Clinically trained as a pediatric physiotherapist, Dr. Alghadier built his early experience through internships at King Faisal Specialist Hospital & Research Centre and National Guard Health Affairs. He has also practiced as a consultant pediatric physiotherapist, informing his current digital health projects with real-world understanding of patient needs, family contexts, and service delivery challenges. His long-standing volunteer work with the Saudi ADHD Society, the Saudi Physical Therapy Association, and health-focused initiatives reflects a sustained commitment to public education and child-centered advocacy.

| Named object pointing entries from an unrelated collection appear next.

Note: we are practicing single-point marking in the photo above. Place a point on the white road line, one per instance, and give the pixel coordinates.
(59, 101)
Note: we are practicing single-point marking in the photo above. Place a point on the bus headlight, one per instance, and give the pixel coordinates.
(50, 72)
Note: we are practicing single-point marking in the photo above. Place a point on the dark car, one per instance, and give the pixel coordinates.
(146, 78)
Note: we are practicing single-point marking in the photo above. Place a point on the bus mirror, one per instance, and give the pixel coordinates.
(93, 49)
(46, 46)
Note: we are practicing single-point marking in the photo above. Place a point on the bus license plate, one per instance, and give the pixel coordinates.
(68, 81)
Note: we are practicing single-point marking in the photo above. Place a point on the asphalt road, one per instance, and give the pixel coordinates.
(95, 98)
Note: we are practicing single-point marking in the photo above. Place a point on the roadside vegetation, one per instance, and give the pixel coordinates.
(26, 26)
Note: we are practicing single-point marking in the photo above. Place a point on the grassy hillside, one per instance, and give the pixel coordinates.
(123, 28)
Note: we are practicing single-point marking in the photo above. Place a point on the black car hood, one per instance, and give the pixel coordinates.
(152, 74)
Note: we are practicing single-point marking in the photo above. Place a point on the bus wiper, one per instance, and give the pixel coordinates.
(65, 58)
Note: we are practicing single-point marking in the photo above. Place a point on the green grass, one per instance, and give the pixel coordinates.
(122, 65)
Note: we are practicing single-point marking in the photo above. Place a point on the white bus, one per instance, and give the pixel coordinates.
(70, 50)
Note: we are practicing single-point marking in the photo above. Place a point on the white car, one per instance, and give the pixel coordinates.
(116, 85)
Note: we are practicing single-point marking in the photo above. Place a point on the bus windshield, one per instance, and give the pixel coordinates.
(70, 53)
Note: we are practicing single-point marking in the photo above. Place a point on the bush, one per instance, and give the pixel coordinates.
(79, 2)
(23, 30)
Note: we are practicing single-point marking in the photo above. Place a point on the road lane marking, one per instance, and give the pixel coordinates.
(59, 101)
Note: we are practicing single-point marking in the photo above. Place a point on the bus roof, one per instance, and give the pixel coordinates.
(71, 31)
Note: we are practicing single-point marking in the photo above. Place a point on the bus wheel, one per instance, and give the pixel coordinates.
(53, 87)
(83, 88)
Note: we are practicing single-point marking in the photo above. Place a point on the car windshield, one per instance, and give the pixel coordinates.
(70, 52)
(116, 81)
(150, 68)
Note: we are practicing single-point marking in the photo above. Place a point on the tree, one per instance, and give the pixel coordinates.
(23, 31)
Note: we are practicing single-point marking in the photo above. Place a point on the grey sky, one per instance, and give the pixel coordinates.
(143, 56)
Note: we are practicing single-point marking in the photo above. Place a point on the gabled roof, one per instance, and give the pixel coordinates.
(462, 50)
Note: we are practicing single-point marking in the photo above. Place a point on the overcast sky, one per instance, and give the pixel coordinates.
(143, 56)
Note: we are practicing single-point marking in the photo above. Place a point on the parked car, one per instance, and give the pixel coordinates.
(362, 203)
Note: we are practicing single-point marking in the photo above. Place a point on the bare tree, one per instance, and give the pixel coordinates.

Dr. Alghadier holds a PhD in Physiotherapy and Rehabilitation from the University of Leeds, where he studied cognitive and sensorimotor interaction in decision-making using virtual reality. He earned an MSc in Paediatric Physiotherapy from UCL and completed further training in clinical research coordination at King Saud bin Abdulaziz University for Health Sciences and organisational leadership at Harvard Business School Online. This educational trajectory underpins a profile that combines clinical depth, analytical thinking, and leadership capability, enabling him to operate confidently across academia, clinical practice, and health innovation.
𝗧𝗵𝗲 𝗦𝗮𝘂𝗱𝗶 𝗟𝗲𝗮𝗱𝗲𝗿𝘀 proudly recognize Dr. Mshari Alghadier as a pioneering voice in pediatric rehabilitation and digital health, whose integration of AI, evidence-based practice, and his forthcoming Digital Pediatric Physiotherapy Framework is helping shape the future of child-centered, technology-enabled care in the Kingdom and beyond.